こんにちは、関口です。
介護ロボットやICTの導入を進める施設の方から、今でもこのようなお悩みをよく伺います。
国や自治体の補助金制度も充実し、介護テクノロジーを導入するハードルは以前より大きく下がりました。
しかし、「導入すること」と「現場に定着すること」は全く別の問題です。
補助金を活用して導入した機器が、半年後には誰にも使われなくなり、倉庫や部屋の片隅に置かれたままになってしまう――。こうしたケースは決して珍しくありません。
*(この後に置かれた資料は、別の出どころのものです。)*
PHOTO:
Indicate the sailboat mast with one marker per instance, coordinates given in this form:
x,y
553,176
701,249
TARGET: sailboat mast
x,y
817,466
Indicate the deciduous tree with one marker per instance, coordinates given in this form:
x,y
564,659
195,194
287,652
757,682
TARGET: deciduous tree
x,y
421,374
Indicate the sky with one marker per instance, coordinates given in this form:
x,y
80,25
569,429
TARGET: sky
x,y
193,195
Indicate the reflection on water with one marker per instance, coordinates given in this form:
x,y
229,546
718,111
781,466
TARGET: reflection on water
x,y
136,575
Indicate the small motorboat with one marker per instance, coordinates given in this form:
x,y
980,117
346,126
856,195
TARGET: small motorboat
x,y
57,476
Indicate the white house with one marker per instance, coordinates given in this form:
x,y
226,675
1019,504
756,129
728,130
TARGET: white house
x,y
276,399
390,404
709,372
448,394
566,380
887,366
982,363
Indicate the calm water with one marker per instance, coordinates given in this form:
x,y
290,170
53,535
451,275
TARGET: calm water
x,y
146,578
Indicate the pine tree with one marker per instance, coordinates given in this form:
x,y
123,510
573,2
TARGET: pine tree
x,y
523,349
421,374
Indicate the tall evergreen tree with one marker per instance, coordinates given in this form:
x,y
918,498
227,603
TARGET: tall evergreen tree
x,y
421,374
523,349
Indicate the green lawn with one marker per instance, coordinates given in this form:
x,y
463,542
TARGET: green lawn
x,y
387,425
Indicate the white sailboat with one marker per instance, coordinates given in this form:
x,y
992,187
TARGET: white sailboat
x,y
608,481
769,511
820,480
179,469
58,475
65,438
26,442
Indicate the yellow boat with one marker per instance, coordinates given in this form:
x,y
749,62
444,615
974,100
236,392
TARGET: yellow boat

私は15年以上にわたり、介護テクノロジーの普及や現場への導入支援に携わってきました。その中で強く感じているのは、定着しない施設には、ある共通点があるということです。
多くの施設に共通して見られるのが、現場に「やらされ感」があるまま、いきなりツール(機器)を導入してしまうことです。
私は、介護テクノロジーの導入を成功させるためには、5つの要素が必要だと考えています。
それは、
① 戦略
② プロセス
③ 組織
④ 教育
という4つの土台があり、その上に最後に
⑤ ツール
があるという考え方です。
失敗する施設の多くは、この4つの土台を十分に整えないまま、いきなりツールの導入から始めてしまいます。
例えば、
「理事長に言われたから、とりあえず使ってほしい」
という説明だけでは、職員にとって、「また仕事が増える」「操作を覚えなければならない」と感じるだけになってしまいます。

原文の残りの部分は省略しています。